IQR: mean RT = 78; median RT = 79

MAD: mean RT = 57; median RT = 54

VAR: mean RT = 4507; median RT = 4785

This suggests that the inter-participant bias differences are due to the shape differences observed in the first two figures of this post.

Finally, let’s consider the median bias of the mean. For the smallest sample size, the average bias across participants is 7 ms. This positive bias can be explained easily from the simulation results of post 3: because of the larger skewness in the Word condition, the sampling distribution of the mean was more positively skewed for small samples in that condition compared to the Non-Word condition, with the bulk of the bias estimates being negative. As a result, the mean tended to be more under-estimated in the Word condition, leading to larger Non-Word – Word differences in the typical experiment.

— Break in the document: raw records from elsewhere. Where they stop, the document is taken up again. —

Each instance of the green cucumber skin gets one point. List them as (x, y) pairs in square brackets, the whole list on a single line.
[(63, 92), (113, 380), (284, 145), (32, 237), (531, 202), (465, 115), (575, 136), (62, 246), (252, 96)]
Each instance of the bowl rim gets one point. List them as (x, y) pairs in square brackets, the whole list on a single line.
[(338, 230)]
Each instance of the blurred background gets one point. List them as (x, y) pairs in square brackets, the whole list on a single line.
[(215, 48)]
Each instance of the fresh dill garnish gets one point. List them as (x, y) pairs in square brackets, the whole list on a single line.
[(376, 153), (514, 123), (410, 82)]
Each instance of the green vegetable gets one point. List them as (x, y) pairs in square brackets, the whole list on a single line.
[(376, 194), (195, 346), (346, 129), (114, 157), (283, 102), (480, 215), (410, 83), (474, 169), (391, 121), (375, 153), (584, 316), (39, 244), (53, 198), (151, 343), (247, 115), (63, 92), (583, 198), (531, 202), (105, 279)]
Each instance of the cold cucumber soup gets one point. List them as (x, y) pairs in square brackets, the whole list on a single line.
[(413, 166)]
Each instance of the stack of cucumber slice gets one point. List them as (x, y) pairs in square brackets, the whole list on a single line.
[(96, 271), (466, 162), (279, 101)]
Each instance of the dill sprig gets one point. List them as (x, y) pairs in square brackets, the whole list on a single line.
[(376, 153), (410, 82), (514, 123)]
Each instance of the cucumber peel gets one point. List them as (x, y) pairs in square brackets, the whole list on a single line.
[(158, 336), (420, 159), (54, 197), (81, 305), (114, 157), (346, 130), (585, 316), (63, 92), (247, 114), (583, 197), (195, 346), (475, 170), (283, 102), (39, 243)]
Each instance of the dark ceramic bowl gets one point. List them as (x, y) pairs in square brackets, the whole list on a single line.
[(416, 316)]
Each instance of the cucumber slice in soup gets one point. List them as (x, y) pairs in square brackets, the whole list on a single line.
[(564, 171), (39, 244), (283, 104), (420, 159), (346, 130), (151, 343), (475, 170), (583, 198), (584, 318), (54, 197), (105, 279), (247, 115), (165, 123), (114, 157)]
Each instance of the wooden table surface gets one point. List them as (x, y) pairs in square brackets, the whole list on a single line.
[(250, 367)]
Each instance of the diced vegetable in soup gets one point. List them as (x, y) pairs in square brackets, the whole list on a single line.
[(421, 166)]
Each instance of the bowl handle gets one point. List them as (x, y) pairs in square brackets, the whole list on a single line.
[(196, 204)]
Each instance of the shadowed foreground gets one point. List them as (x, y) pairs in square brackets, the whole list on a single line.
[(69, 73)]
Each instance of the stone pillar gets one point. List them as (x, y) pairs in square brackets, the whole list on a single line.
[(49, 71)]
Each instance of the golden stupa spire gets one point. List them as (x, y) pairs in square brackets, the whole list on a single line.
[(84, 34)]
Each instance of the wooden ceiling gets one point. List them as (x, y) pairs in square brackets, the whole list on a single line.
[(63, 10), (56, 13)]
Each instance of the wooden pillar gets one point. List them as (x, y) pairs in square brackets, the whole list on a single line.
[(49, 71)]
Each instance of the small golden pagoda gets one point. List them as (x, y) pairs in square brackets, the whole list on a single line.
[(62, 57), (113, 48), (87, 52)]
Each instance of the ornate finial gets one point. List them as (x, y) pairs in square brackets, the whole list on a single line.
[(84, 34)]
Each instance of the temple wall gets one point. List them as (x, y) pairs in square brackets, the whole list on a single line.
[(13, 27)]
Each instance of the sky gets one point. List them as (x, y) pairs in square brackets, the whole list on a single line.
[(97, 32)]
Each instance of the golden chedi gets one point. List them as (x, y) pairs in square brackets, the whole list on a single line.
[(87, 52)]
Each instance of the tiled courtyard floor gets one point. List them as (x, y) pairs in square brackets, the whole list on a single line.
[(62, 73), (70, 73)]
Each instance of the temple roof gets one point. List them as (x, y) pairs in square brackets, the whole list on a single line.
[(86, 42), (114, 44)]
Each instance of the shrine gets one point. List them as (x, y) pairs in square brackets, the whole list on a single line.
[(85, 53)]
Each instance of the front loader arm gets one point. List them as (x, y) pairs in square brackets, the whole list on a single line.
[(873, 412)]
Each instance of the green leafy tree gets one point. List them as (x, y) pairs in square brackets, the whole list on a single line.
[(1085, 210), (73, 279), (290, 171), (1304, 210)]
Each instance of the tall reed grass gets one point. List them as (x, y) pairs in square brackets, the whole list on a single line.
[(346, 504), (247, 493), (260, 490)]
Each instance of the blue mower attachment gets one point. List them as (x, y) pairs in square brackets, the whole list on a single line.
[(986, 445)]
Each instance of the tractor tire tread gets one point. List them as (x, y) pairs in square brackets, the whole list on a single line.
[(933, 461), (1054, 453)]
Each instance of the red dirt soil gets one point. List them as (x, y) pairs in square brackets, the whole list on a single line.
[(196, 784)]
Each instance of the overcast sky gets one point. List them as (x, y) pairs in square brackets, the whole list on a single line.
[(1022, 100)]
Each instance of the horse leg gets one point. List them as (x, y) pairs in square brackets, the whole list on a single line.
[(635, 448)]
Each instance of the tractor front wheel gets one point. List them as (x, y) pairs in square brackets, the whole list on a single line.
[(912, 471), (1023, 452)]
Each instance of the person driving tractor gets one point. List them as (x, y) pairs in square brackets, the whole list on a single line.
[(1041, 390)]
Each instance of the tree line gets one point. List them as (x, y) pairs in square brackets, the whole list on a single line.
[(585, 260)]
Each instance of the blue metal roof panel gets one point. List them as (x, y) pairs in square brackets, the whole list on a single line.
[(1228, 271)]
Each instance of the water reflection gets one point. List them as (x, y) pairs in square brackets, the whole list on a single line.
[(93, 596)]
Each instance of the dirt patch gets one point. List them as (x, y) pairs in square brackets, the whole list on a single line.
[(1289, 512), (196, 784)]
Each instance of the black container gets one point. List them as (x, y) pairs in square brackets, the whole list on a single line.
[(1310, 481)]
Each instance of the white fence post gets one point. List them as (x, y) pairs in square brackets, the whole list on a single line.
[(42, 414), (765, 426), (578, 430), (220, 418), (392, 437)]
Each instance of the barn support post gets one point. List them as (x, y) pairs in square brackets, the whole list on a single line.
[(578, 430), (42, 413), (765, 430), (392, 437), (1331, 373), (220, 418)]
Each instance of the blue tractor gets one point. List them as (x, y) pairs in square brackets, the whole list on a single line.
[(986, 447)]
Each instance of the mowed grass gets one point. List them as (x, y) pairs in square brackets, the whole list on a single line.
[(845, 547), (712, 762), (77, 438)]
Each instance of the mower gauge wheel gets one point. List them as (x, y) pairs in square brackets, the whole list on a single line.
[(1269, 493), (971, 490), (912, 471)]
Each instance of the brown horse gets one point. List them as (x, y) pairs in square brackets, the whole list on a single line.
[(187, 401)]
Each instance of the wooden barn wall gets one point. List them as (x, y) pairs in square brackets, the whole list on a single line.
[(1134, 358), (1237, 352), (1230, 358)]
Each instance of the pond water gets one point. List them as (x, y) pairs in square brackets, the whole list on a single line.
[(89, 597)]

I have done a lot more simulations and was planning even more, using other datasets, but it’s time to move on! Of particular note, it appears that in difficult visual search tasks, skewness can differ dramatically among set size conditions – see for instance data posted here.

# Concluding remarks

The data-driven simulations presented here confirm results from our previous simulations:

• if we use the standard definition of bias, for small sample sizes, mean estimates are not biased, median estimates are biased;
• however, in the typical experiment (median bias), mean estimates can be more biased than median estimates;

• bootstrap bias correction can be an effective tool to reduce bias.

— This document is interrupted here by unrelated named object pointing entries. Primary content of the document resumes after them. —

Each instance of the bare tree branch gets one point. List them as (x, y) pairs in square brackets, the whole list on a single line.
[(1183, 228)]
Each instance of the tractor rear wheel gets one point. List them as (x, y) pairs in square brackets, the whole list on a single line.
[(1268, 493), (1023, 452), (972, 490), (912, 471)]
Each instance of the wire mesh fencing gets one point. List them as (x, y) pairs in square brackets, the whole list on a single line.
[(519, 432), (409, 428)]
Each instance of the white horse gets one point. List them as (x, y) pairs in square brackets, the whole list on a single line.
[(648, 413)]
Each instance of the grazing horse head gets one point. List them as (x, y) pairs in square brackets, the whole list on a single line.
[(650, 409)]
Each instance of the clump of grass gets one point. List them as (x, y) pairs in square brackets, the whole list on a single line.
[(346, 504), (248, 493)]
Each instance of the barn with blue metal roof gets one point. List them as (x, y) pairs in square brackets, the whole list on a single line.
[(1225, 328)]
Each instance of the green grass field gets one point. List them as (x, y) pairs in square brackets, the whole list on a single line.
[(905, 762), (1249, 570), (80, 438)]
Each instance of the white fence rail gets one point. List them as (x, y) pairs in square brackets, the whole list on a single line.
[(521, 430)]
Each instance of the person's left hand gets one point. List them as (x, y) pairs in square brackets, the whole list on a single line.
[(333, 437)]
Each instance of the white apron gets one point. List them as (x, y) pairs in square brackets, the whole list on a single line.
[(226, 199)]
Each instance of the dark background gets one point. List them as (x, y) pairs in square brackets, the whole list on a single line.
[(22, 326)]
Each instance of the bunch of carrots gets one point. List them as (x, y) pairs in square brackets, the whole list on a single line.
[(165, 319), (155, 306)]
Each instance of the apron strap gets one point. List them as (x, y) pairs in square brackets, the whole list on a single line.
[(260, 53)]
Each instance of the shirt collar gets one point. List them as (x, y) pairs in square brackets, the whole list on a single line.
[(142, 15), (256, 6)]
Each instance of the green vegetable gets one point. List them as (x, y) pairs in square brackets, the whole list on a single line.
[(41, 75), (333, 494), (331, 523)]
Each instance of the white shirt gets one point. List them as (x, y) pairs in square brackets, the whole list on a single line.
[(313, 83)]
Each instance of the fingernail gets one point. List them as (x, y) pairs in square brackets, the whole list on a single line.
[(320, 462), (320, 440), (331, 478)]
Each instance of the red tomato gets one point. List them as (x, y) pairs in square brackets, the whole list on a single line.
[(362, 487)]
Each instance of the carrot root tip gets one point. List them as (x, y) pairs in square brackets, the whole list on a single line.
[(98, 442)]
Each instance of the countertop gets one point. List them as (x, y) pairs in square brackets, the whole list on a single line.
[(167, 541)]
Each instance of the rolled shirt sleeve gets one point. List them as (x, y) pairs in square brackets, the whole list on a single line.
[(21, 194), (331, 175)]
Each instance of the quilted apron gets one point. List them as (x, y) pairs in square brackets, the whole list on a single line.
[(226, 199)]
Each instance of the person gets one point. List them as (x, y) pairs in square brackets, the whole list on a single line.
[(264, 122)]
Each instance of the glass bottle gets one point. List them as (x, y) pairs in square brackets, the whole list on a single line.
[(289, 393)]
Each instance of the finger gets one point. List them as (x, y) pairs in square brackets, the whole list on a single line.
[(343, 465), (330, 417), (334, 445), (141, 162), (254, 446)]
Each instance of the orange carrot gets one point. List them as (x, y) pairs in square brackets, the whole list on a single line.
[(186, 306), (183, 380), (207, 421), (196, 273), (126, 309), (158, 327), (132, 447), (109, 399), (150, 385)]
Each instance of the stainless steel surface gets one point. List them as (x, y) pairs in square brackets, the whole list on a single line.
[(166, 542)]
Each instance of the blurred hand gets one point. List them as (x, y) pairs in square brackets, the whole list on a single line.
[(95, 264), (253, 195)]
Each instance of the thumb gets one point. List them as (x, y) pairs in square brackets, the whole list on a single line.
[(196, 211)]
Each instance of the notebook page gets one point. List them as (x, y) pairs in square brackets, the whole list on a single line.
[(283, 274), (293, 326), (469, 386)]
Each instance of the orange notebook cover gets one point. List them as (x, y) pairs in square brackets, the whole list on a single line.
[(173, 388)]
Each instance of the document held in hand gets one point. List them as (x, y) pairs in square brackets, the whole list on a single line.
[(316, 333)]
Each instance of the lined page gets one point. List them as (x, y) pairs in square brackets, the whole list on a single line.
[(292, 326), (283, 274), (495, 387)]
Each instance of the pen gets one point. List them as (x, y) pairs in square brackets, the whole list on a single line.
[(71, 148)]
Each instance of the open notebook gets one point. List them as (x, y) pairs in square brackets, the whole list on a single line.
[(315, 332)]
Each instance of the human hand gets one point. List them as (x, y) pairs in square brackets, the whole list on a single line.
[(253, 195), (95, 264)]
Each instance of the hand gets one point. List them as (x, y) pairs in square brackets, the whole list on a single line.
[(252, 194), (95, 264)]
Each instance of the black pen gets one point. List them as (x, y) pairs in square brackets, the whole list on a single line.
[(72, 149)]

Given the large differences in inter-participant variability between the mean and the median, an important question is how to spend your money: more trials or more participants (Rouder & Haaf 2018)? An answer can be obtained by running simulations, either data-driven or assuming generative distributions (for instance exGaussian distributions for RT data). Simulations that take skewness into account are important to estimate bias and power. Assuming normality can have disastrous consequences.

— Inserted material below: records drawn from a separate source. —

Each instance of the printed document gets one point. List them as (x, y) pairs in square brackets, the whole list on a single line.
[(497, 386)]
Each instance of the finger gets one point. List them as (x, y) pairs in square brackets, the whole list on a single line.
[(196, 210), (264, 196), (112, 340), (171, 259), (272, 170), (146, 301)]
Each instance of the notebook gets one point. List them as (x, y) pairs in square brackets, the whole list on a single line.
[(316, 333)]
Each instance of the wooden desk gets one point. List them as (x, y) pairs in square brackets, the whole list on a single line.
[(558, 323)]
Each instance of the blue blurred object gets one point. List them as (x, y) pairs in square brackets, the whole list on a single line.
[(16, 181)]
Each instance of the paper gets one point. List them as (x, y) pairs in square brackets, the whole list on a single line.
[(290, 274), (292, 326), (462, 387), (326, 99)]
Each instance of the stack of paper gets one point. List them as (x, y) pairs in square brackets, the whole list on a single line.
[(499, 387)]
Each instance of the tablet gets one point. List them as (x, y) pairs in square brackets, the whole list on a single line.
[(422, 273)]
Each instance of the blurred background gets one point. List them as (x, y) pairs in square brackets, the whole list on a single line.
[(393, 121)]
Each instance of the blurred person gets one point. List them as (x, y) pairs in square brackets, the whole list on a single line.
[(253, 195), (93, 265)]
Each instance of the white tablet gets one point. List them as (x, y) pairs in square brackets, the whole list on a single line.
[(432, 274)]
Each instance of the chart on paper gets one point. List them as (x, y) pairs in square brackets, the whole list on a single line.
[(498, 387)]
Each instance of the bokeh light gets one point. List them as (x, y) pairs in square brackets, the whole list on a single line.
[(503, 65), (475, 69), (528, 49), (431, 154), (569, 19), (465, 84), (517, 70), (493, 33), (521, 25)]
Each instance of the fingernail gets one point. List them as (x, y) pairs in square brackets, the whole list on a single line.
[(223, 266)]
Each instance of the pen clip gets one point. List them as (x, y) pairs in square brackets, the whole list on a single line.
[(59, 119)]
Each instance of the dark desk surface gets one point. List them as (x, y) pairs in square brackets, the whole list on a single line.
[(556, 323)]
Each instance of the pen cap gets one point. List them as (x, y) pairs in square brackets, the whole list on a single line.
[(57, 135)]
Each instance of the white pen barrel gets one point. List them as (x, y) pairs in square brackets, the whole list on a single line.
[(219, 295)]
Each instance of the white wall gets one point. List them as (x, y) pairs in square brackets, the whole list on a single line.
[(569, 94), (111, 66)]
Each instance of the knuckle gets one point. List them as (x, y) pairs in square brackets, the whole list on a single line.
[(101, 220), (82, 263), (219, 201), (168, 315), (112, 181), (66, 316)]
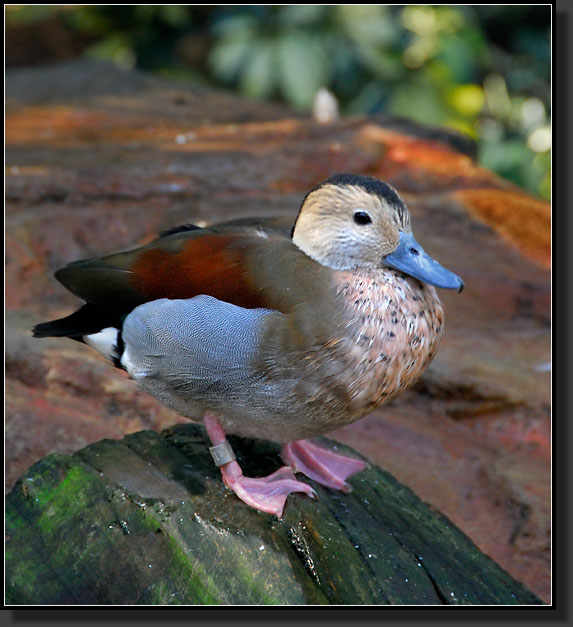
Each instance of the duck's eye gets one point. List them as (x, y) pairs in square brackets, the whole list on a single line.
[(361, 217)]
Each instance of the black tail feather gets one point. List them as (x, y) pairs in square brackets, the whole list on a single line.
[(86, 320)]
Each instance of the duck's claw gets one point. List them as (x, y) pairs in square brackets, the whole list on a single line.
[(267, 494), (324, 466)]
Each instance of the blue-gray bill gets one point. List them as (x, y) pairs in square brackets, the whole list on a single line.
[(411, 259)]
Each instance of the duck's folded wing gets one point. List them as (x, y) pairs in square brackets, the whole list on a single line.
[(195, 348), (182, 265)]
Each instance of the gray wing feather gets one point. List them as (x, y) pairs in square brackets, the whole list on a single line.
[(197, 347)]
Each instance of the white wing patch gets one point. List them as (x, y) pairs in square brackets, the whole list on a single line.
[(105, 342)]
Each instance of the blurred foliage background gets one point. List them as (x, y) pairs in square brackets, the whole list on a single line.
[(484, 70)]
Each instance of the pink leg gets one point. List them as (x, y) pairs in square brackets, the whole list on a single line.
[(267, 494), (325, 466)]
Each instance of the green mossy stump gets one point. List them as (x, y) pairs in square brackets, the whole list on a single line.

Despite the potential larger bias and bias variability of the median compared to the mean, for skewed distributions I would still use the median as a measure of central tendency, because it provides a more informative description of the typical observations. Large sample sizes will reduce both bias and estimation variability, such that high-precision single-participant estimation should be easy to obtain in many situations involving non-clinical samples. For group estimations, much larger samples than commonly used are probably required to improve the precision of our inferences.

Although the bootstrap bias correction seems to work very well in the long run, for a single experiment there is no guarantee it will get you closer to the truth. One possibility is to report results with and without bias correction.

For group inferences on the median, traditional techniques use incorrect estimations of the standard error, so consider modern parametric or non-parametric techniques instead (Wilcox & Rousselet, 2018).

# References

Miller, J. (1988) A warning about median reaction time. J Exp Psychol Hum Percept Perform, 14, 539-543.

Rouder, J.N. & Haaf, J.M. (2018) Power, Dominance, and Constraint: A Note on the Appeal of Different Design Traditions. Advances in Methods and Practices in Psychological Science, 1, 19-26.

Wilcox, R.R. & Rousselet, G.A. (2018) A Guide to Robust Statistical Methods in Neuroscience. Curr Protoc Neurosci, 82, 8 42 41-48 42 30.